Democratic U.S. Senate candidate Andrew Romanoff “trounced” John Hickenlooper at the weekend Democratic caucuses, echoed Colorado Politics. 

It was a “commanding win,” … but excuses were made by the Denver Post.

Held on an unseasonably warm Saturday and amid worries of a coronavirus outbreak, the low-turnout caucuses were the first occasion for Democrats to choose among their party’s large U.S. Senate candidate field. Rather than choose the front-running Hickenlooper, most instead went with the liberal Romanoff.

Anyway it’s cut, Romanoff won with 55%, followed by Hickenlooper with 30%, Trish Zornio with 7%, Stephany Rose Spaulding pulled 5%, and Erik Underwood showed with 0.2% as of the latest count Sunday night.

Rampant flu fears, sunny weather, and every other imaginable excuse aside for the decisive trouncing of Hickenlooper should the alleged frontrunner and recent failure of a presidential candidate really be concerned?

Duh.

Not only did active Democrats chose the far-left liberal in the U.S. Senate contest, but they also won the vote for socialist Democrat Bernie Sanders less than a week ago.
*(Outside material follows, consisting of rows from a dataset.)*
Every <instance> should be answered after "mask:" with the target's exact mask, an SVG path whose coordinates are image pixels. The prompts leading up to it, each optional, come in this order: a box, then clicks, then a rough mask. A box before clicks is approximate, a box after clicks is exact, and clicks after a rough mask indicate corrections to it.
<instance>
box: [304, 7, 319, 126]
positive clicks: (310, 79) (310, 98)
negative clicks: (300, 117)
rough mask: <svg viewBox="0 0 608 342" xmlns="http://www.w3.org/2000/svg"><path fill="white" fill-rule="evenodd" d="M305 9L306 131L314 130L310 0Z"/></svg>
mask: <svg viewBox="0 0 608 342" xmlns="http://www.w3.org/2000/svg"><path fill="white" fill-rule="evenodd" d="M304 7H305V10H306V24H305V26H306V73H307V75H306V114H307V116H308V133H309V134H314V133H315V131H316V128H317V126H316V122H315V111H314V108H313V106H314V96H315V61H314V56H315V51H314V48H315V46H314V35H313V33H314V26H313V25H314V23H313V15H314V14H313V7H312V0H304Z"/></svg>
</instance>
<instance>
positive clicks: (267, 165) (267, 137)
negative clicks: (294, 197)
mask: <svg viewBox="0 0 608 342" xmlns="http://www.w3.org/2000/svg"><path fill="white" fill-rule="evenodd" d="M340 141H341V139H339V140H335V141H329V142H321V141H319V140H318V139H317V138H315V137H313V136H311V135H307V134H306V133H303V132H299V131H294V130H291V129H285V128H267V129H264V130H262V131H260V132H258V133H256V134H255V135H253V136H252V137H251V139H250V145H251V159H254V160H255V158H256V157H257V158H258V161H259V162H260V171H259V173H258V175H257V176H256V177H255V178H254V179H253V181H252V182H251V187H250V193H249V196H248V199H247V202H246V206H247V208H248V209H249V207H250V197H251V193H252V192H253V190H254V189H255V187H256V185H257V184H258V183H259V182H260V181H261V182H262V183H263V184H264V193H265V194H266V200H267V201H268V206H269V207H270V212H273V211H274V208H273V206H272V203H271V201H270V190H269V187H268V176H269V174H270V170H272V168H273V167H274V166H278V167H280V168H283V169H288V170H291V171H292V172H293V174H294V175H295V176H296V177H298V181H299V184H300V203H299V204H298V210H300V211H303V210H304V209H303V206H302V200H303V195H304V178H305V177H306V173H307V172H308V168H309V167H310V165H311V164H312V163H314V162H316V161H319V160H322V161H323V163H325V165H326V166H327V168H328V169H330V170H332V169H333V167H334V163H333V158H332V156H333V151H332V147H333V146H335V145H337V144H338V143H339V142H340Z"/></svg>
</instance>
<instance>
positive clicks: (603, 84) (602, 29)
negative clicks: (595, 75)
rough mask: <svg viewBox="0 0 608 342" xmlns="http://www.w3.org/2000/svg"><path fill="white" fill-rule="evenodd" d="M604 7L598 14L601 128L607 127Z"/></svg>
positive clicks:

How do these results come as a surprise to anyone?

The Colorado Sun’s lead sentence nailed it by declaring the national party’s favorite had been defeated. 

Newsflash, the national party doesn’t vote in Colorado. We’re becoming the state of the far left. 

Hickenlooper has spent the entire campaign locked in a basement dialing for campaign donations assuming all the while he can just skip all the formalities of actually winning his party’s nomination.

Hick better hope the strategy of buying the vote in the primary election works better for him than it did for Tom Steyer or Mike Bloomberg.